Przypuszczam, że analogicznie do powieściowego, czy filmowego mainstreamowy scenariusz powinien zawierac wszystkie te zapisane w podręcznikach ekspozycje, kulminacje i cody wyliczone co do planszy.
Taki przepis na zrozumiały komiks. Odpowiedź na oczekiwanie rynku


hm...nie tyle na oczekiwania rynku co na statystyczne oczekiwania rynku.
i to z jednym maly "ale", bo takie cuda nie udaja sie nawet najwiekszym wytworniom filmowym w USA, a jak powiada pewnie moj znajomy: "jak cos jest dla wszystkich to jest dla nikogo" ;)

Offline empro

Co to jest ten komiksowy mainstream, do cholery...
« Odpowiedź #46 dnia: Styczeń 04, 2006, 08:46:55 am »
Cytat: "turucorp"

inaczej wyglada mainstream w Japonii a inaczej w USA czy we Francji wiec dlaczego niby nie mialby wygladac inaczej w Polsce?

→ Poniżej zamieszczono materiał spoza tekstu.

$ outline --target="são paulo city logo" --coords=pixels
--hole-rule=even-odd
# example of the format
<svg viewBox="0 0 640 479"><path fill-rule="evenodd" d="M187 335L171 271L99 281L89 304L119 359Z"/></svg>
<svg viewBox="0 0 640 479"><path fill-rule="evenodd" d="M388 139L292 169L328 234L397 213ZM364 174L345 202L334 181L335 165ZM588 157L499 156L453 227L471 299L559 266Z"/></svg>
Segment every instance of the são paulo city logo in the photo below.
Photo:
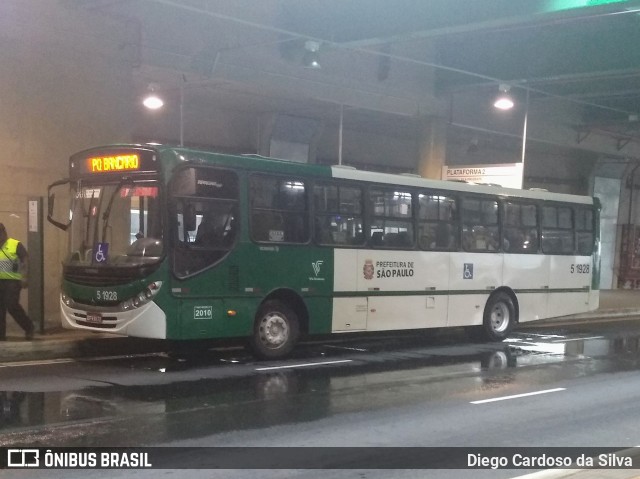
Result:
<svg viewBox="0 0 640 479"><path fill-rule="evenodd" d="M373 275L376 272L375 268L373 267L373 260L372 259L365 259L364 260L364 266L362 267L362 273L364 274L364 279L373 279Z"/></svg>
<svg viewBox="0 0 640 479"><path fill-rule="evenodd" d="M362 274L364 279L376 278L412 278L413 261L376 261L364 260Z"/></svg>

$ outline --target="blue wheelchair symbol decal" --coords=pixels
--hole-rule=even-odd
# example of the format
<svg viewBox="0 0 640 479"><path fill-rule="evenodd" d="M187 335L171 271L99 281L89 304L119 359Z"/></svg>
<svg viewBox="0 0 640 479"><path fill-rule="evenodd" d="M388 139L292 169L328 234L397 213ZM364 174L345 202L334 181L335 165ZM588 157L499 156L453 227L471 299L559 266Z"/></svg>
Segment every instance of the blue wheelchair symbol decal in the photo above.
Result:
<svg viewBox="0 0 640 479"><path fill-rule="evenodd" d="M473 263L464 263L462 269L463 279L473 279Z"/></svg>
<svg viewBox="0 0 640 479"><path fill-rule="evenodd" d="M106 263L109 258L109 243L97 243L93 251L94 262Z"/></svg>

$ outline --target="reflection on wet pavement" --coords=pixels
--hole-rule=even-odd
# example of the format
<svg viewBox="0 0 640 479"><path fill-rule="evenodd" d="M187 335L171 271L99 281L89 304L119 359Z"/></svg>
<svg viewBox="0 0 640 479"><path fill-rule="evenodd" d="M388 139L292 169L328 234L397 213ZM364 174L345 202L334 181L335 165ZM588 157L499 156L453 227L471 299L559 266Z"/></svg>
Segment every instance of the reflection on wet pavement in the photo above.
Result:
<svg viewBox="0 0 640 479"><path fill-rule="evenodd" d="M467 400L478 390L509 394L522 384L637 369L639 359L638 335L562 330L520 331L498 344L455 334L314 342L272 363L256 363L241 350L117 358L100 366L171 380L0 392L0 446L155 444L438 398ZM320 362L333 364L295 368ZM82 363L86 374L96 363ZM287 369L260 371L265 364ZM207 374L185 379L194 371Z"/></svg>

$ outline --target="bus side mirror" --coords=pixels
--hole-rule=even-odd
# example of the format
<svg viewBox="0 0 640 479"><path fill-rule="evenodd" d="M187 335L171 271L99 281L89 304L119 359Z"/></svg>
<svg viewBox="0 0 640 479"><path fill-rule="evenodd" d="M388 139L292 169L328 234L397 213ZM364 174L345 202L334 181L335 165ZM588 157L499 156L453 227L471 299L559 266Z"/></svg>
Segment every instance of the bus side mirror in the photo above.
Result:
<svg viewBox="0 0 640 479"><path fill-rule="evenodd" d="M185 205L184 229L185 231L195 231L196 229L196 210L191 203Z"/></svg>

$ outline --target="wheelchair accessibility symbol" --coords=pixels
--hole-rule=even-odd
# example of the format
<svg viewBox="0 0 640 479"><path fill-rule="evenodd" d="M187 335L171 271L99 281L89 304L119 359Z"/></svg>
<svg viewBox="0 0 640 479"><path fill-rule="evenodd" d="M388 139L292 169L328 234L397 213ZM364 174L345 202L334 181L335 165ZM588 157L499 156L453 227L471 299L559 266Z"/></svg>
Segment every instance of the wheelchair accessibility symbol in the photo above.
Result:
<svg viewBox="0 0 640 479"><path fill-rule="evenodd" d="M109 258L109 243L97 243L93 251L94 262L106 263Z"/></svg>
<svg viewBox="0 0 640 479"><path fill-rule="evenodd" d="M473 279L473 263L464 263L462 268L462 279Z"/></svg>

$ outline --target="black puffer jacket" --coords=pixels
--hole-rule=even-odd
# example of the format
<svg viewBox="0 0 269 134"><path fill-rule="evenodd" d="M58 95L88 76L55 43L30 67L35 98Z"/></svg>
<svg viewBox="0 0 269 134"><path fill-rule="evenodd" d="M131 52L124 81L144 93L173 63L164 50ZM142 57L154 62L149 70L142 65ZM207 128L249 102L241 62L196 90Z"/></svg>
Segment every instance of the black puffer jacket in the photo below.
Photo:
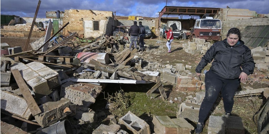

bo nie można nijak porównać rynków komiksowych z tych państw ze sobą (znaczy z Polską)  8)

Offline wilk

Co to jest ten komiksowy mainstream, do cholery...
« Odpowiedź #47 dnia: Styczeń 04, 2006, 09:14:48 pm »
Cytat: "turucorp"
Cytat: "wilk"
Cytat: "turucorp"
mam dziwne wrazenie, ze wiekszosc z tego co nazywa sie "mainstreamem" to rzeczy robione wg. recepty "mody na sukces", ladnie, grzecznie i bez zbednego ryzyka fabularnego czy graficznego.
 

Zapewne to sie sprawdza w odniesieniu do calego swiata oprocz Polski. Bo jezeli przyjmiemy, ze takze dla Polski, to dojdziemy do dziwnego wniosku ze u nas mainstream sie nie sprzedaje, jest niepopularny? A jesli tak jest, to jaki z tego mainstream?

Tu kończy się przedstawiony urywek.